With those findings, LRXD designed the visuals to give the proper weight to each of the product’s benefits: its probiotic function, great taste and dairy-free benefits. One finding that affected this balance: the fact that 60 percent of customers eat yogurt regularly. This meant the non-dairy message did not need to be emphasized as much as previously thought.
Also, different sizes of GoodBelly can be found in different store sections — quarts generally sell in dairy next to yogurt and other dairy-based probiotics; shots are available in the supplements section. Packaging for all products needed to be consistent in appearance.
LRXD maintained the package’s eye-catching black background and chose to replace small pictures of produce and juice glasses with cornucopias of fruits and vegetables that appear to burst off the boxes. With the redesign, LRXD simplified the message and made it consistent across all SKUs. A new tagline now runs in small type above the Helvetica GoodBelly label: “Drink daily for healthy digestion.”

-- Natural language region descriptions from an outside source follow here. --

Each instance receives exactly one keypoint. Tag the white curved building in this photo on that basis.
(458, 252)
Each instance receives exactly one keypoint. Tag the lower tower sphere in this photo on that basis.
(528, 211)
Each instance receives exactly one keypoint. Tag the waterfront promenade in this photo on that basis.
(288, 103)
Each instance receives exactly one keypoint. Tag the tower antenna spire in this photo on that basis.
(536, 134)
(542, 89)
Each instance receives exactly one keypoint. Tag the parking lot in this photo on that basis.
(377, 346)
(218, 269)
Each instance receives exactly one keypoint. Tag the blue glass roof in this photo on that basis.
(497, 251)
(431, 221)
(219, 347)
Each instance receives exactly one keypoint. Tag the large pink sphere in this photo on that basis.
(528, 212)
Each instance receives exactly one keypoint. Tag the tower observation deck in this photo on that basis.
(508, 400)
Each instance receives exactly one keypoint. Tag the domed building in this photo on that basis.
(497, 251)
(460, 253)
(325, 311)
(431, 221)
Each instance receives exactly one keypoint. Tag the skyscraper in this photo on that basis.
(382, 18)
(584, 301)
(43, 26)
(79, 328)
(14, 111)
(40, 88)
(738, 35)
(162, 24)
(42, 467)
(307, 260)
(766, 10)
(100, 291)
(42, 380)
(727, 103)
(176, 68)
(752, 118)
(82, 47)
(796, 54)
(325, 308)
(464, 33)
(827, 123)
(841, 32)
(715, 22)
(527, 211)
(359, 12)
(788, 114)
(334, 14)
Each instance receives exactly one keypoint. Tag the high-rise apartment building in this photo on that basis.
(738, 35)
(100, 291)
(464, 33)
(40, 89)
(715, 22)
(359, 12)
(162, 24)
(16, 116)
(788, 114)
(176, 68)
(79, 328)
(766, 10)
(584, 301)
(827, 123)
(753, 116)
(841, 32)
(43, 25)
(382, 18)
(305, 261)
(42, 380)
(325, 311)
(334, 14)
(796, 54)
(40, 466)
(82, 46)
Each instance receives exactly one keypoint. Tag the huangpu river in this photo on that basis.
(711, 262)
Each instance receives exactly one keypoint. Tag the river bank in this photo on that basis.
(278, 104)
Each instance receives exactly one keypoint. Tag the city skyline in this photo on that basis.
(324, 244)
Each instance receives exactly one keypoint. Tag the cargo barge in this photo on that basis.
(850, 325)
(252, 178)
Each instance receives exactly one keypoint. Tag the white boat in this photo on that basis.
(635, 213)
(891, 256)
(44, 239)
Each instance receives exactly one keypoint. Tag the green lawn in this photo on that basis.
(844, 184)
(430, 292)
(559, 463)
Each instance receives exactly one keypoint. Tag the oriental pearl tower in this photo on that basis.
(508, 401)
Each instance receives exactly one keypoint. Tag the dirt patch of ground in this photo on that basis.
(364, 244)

Kelly Reedy, LRXD’s CEO and chief creative officer, says the updated look conveys the idea that wellness begins with a healthy belly. While GoodBelly cartons still inform shoppers that the drink has probiotic benefits, the functional message is de-emphasized with smaller, less-prominent text in color-coded boxes to let the flavor appeal shine through.
Designer: Brian Son
Copywriter: Jamie Reedy
Creative Directors: Kelly Reedy, Jamie Reedy
1. For the newly designed packages of its fruit-based probiotic beverages, GoodBelly balances form and function. LRXD prioritized three key benefits of the product through the pack’s art: its probiotic function, great taste and dairy-free benefits.
2. The refreshed packaging increases the emphasis on the juice aspect of the product from the previous package design by showcasing the enticing fruit ingredients.
3. Research showed that the dairy-free messaging did not have to be featured as prominently as originally thought. The statement joins other health benefits in a tidy and informative grouping near the bottom of the pack.